38.秘密の特訓2
頭を撫でていたロキの手が肩に移動していた。優しく触れる手のひらがじんわりと温かい。
前方に突き出した手のひらに集中する。暴走する事がわかっていて出力を上げるのは勇気がいる。
流月は深く息を吐き、魔力放出量を上げた。
拳大だった火球は、燃え上がる炎のように揺らめき、一気に大きくなった。炎の勢いに流月の体がビクリと揺れる。
「一気に上げすぎ。もっとゆっくり」
驚いた流月を落ち着かせようとしてか、右肩に触れる手はそのままに左手が流月の突き出した手に添えられた。軽く抱きしめられるような格好になり、ロキの少し低めの声が耳元で響いた。
これが『対の繋がり』なのだろうか。
ロキの声に驚く程安心して落ち着く。焦りも不安も無くなったわけじゃないけれど、闇雲でよく分からず囚われている訳じゃない。
ロキが居てくれれば大丈夫なんだと心から思える。
流月は安心して、慎重に放出量を上げていく。
「…………すごい……」
少し離れた場所で警戒していたロイが思わず声を上げた。先程の緊迫感はロキがついていることにより多少軽減されている。
火球は先程とは違い、いたずらに肥大化しなかった。
40センチ程の大きさになった火球は、大きさを変えず密度を濃くしているように、鮮やかなあかだった色味は赤黒く変わっている。それでも表面から1センチ程はガラスの様に透明なままだった。
「僕、『外殻』があんなくっきりしてるのは初めてみましたよ」
「あぁ、上手く制御できてる。隊長格でもあそこまでのはなかなか見れねえな……やっぱりロキが制御の要か…………よし、大体分かった。流月!終わりだ!」
「えっ」
『終わり』という言葉に反応し、流月は一気に集中を切ってしまった。瞬間、ロキが右手に力を入れる。
「…っ……馬鹿!」
火球の外殻と呼ばれた透明な層は一瞬で消え去った。境界をなくした炎が一気に蠢き膨張を始める。流月は逃げることも声を上げることも、目を閉じることさえできなかった。
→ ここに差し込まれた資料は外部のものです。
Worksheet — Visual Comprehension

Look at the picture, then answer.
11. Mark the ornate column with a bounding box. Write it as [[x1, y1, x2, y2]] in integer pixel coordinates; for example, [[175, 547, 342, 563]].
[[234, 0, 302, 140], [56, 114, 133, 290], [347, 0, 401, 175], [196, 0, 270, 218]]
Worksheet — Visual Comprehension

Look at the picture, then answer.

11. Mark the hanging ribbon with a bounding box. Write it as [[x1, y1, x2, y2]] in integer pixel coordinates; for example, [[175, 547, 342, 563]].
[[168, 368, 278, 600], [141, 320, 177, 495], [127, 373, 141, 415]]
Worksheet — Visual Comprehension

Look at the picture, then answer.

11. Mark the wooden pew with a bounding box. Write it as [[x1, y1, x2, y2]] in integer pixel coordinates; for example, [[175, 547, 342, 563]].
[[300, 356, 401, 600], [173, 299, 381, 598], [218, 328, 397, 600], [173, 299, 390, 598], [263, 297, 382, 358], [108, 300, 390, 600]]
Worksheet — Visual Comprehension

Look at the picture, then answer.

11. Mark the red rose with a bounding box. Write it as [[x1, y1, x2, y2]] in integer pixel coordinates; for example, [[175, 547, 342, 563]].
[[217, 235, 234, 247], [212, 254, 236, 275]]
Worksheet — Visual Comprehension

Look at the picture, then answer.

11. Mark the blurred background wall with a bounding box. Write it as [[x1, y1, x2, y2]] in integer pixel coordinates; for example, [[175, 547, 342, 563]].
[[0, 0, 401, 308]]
ロイがすぐさま周囲の水を操ろうとするが、炎が広がる前に水で覆い切ることが出来ず、簡単に飲み込まれていく。それ程炎の威力はすさまじかった。
ロキは流月の肩を掴んだ右手を内側に引き寄せ、自らの体で熱から守るように覆い、流月の手に添えていた左手を下から上に炎を撫でるように動かし拳を握った。炎は手の動きに合わせ、大きく揺らめくとロキの拳の中へ勢いよく吸い込まれていった。
炎が手の中に消えていくさまを間近で見ていた流月は、青い顔で慌ててロキの左手を掴んだ。
「ロキっ!!て、手、大丈夫?!火傷……!!」
左手を広げて確認するが、火傷どころか傷一つ見られなかった。ロキはその左手で流月のおでこを軽く叩く。
「いった!!」
「あんな規模の制御中にいきなり集中切る馬鹿がどこにいる!あれはロイの魔法でも怪しかったぞ」
「……ご、ごめんなさい」
真剣に窘められていることに気付き、素直に反省する。
「流月さん、ロキくん!」「二人共大丈夫か!悪りぃ、余計な事言った」
慌てて近づいてきたグレンとロイへ向かってロキは炎を消し去った左手でピースサインを向けた。
「楽勝。どってことない」
ほっと息をつく三人にロキは言葉を続ける。
「あんな魔力よく制御したと言いたいところだけど、まだまだ一人では…………?」
そこまで口にしたところでロキの動きが止まった。その様子にグレンが勝ち誇ったようにフフンと鼻で笑う。
「ふふふ、やっと気づいたか?お前が制御の『要』なん」
「制御だけなんかじゃない…………」
ドヤろうとしていたところで無理矢理止められたグレンの不満の声を無視して流月の頬に触れた。
「ロキ?」
「魔力が殆ど減ってない…………あの魔力量を出したのに……?」
しばらく無言で考え込んだ後、流月へ指示を飛ばした。
「流月、もう一回さっきの」
「え?!」
「ロキ、何を…」
ロキの行動に怪訝な表情で問いかけるグレンをロキは一蹴する。
「後で説明する。何かあっても止める」
ロキの気迫に押されグレンはロイとともにしぶしぶ距離を取った。
流月も深呼吸をして放出量を徐々に上げていくが、火球は先程と同じ様な真円のままではいられなかった。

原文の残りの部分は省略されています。